Il est mesuré sur 50 g de glucides disponibles, ce qui représente une portion irréaliste pour plusieurs aliments. La charge glycémique — l'indice glycémique ajusté à la portion réelle — est plus utile.
Il est mesuré sur des aliments consommés seuls. Presque personne ne consomme une collation de façon isolée, et l'ajout de protéines, de gras ou de fibres modifie considérablement la réponse.
La variation individuelle est importante. Les études PREDICT ont révélé que différentes personnes présentent des réponses glycémiques nettement différentes à un même repas standardisé, influencées par des facteurs tels que la composition du microbiome intestinal, le moment du repas et le sommeil. Les moyennes de la population t'en disent moins sur ta propre réponse qu'un glucomètre.
Ce qui nous amène à la solution pratique : si tu as un glucomètre ou un lecteur de glycémie en continu, teste les aliments spécifiques que tu manges régulièrement. Ces données battent n'importe quel indice publié.
Ce qui modère généralement une réponse glycémique
Des éléments raisonnablement bien appuyés par la littérature scientifique :
- Les protéines et le gras accompagnant les glucides — les deux ralentissent la vidange gastrique, ce qui aplatit la courbe. Le gras peut aussi retarder le pic, ce qui compte pour le moment de l'injection d'insuline.
- Les fibres, particulièrement les solubles — elles forment un gel visqueux qui ralentit à la fois la vidange et l'absorption.
- La forme de l'aliment et sa transformation — les grains entiers intacts produisent une réponse plus faible que la farine finement moulue provenant du même grain.
- Marcher après avoir mangé — une activité modeste après le repas réduit significativement l'excursion glycémique. C'est l'une des interventions non alimentaires les mieux documentées.
Comment évaluer n'importe quelle collation, en quatre vérifications
- Glucides disponibles par portion. Le total moins les fibres, et confirme que la portion correspond à ce que tu mangeras réellement.
- Sucres ajoutés. Dans une collation salée, ce chiffre devrait être de 0 g.
- Protéines et fibres présentes ? Les deux modèrent la réponse. Une collation sans l'un ni l'autre n'est qu'une charge de glucides pure.
- Sodium. C'est pertinent parce que l'hypertension accompagne fréquemment le diabète de type 2, et la gestion du risque cardiovasculaire fait partie du portrait global. Le nôtre est de 200 mg, soit 9 % de la valeur quotidienne — ce qui est modéré, mais ne nous permet pas de revendiquer une allégation « faible en sodium ». Détails dans collationner faible en sodium.
Où nos croustilles se situent, factuellement
Par sac de 38 g : 150 calories, 16 g de glucides totaux, 3 g de fibres, 0 g de sucres, 12 g de protéines, 4 g de gras, 200 mg de sodium. Glucides disponibles autour de 13 g.

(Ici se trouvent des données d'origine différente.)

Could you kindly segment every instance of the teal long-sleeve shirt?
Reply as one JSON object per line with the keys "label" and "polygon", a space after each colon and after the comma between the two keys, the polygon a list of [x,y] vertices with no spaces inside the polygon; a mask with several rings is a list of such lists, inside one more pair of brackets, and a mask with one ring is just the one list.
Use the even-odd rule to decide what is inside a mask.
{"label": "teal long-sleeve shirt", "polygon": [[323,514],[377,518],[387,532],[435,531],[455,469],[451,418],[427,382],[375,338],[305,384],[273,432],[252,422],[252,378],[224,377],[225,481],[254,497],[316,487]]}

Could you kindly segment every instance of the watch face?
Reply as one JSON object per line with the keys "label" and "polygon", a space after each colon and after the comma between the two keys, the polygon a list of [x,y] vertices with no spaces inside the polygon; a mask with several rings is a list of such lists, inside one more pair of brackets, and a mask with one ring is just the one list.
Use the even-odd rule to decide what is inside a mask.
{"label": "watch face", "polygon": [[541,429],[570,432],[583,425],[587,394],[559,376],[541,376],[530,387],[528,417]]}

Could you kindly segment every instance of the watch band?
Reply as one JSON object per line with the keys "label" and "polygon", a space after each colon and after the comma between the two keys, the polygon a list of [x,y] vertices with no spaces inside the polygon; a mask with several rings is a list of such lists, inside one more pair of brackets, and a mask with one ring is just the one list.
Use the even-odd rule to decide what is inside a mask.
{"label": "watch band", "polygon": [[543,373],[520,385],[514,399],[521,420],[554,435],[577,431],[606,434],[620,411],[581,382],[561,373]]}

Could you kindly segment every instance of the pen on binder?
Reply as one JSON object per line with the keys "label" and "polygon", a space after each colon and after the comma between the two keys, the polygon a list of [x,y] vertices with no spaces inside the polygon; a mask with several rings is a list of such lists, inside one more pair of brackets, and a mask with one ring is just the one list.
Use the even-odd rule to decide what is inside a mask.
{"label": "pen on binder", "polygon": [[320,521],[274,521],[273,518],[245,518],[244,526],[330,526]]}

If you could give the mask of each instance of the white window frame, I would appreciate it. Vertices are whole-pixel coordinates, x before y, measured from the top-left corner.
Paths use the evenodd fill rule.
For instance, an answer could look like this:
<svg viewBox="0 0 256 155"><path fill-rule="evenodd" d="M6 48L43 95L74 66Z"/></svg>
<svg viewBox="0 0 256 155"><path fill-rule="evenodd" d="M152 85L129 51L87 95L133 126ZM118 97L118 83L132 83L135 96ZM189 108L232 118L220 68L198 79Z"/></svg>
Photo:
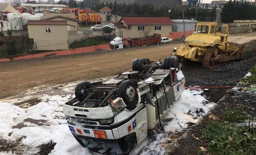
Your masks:
<svg viewBox="0 0 256 155"><path fill-rule="evenodd" d="M50 32L49 32L49 30L50 29ZM45 27L45 33L51 33L51 30L50 27Z"/></svg>
<svg viewBox="0 0 256 155"><path fill-rule="evenodd" d="M138 26L138 31L144 31L145 27L144 26Z"/></svg>
<svg viewBox="0 0 256 155"><path fill-rule="evenodd" d="M161 31L161 26L155 26L155 31Z"/></svg>

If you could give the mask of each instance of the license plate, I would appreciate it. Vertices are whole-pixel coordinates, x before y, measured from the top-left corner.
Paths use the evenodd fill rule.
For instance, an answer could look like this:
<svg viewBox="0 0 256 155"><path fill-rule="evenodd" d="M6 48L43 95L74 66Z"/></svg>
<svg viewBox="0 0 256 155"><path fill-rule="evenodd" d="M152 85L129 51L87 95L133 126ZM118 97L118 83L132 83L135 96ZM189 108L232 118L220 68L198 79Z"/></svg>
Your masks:
<svg viewBox="0 0 256 155"><path fill-rule="evenodd" d="M104 130L94 130L95 138L106 138L106 133Z"/></svg>

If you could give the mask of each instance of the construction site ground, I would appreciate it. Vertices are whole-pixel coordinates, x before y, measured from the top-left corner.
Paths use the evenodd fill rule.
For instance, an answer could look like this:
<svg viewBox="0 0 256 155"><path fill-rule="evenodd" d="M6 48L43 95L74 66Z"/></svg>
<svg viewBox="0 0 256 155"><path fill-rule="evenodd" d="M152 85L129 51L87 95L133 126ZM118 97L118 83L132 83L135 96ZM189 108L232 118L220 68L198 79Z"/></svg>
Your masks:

Ce que nous ne ferons pas, c'est te dire que cela en fait une collation « adaptée au diabète ». C'est une affirmation sur ta physiologie, pas sur notre produit, et le chiffre qui compte est celui que ton propre lecteur affiche. Treize grammes de glucides disponibles accompagnés de 12 g de protéines constituent un ratio raisonnablement favorable — savoir si cela convient à ton plan de gestion est une conversation à avoir avec ton équipe de soins.
Si tu viens de recevoir un diagnostic, Diabète Canada et une consultation avec un(e) diététiste nutritionniste ou un(e) éducateur(trice) agréé(e) en diabète sont les bons points de départ. C'est une meilleure utilisation de ton temps que de lire des blogues de marques, le nôtre inclus.